Tak terasa kami pun tiba di kampung Taga, jarak dari Legong sekitar 3 Km. Disini umat masih sepi ketika kami datang, setelah menunggu beberapa saat kemudian di rumah ketua umat barulah kemudian banyak yang berdatangan dan mempersiapkan perlengkapan misa. Kami pun sempat jalan-jalan ke rumah warga untuk Natalan,yang dihidangkan bukanlah kue seperti pada umumnya namun segala buah-buahan yang begitu banyak sebagai pengganti kue.

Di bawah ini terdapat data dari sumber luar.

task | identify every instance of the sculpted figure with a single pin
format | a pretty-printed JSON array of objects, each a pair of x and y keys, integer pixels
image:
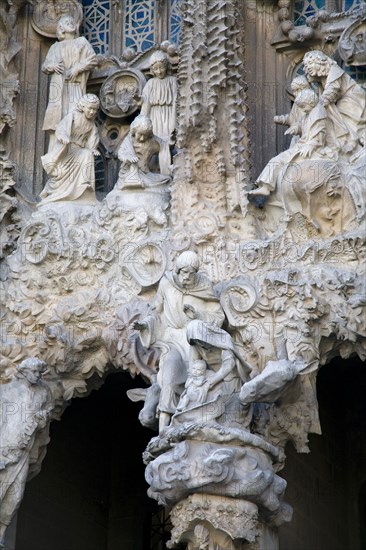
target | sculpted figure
[
  {"x": 26, "y": 404},
  {"x": 136, "y": 153},
  {"x": 312, "y": 131},
  {"x": 343, "y": 98},
  {"x": 70, "y": 163},
  {"x": 159, "y": 98},
  {"x": 293, "y": 118},
  {"x": 69, "y": 63},
  {"x": 183, "y": 295}
]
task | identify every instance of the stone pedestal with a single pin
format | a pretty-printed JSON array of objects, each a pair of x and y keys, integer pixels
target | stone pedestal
[{"x": 208, "y": 522}]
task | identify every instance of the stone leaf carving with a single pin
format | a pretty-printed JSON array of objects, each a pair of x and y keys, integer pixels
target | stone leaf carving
[
  {"x": 26, "y": 406},
  {"x": 225, "y": 519},
  {"x": 233, "y": 470}
]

Dengan kesederhanaan umat, mereka pun mengajak kami untuk mendatangi rumahnya. Tentu saja tidak semuanya kami bisa sambangi, maklum karena kondisi waktu yang terbatas. Sekitar pukul 16.00 WIB misa pun dimulai. Lagu Gloria In Exsel sis deo mengiringi pelaksanaan misa. Disini ada satu orang bayi yang dibabtis, Pastor Pamungkas memuji akan kesederhanaan umat sama seperti kesederhanaan Yesus Kristus yang lahir di kandang domba.
Sampai di Legong kami sempat singgah sebentar untuk beristirahat sejenak,sambil mengobrol dengan beberapa umat. Setelah itu kami pun melanjutkan perjalanan pulang di tengah pekatnya kesunyian malam meskipun baru sekitar pukul 19.00 wib malam. Sekitar pukul 20.00 wib, kami tiba di Balai Semandang meskipun dengan suasana yang lumayan capek,namun bisa lega karena bisa berada diantara umat yang jauh dari keramaian hiruk pikuk kota.
Bagi saya inilah pengalaman pertama mengikuti kegiatan kunjungan pastor, maklum sejak SMP dalam setiap perayaan Natal selalu jarang berada di kampung halaman. Serasa ada yang beda kali ini,bisa menikmati indahnya alam dan keluguan serta kesederhanaan umat yang penuh dengan kejujuran mereka. Ini cerita ku Natalan di Kampung. Apa cerita mu?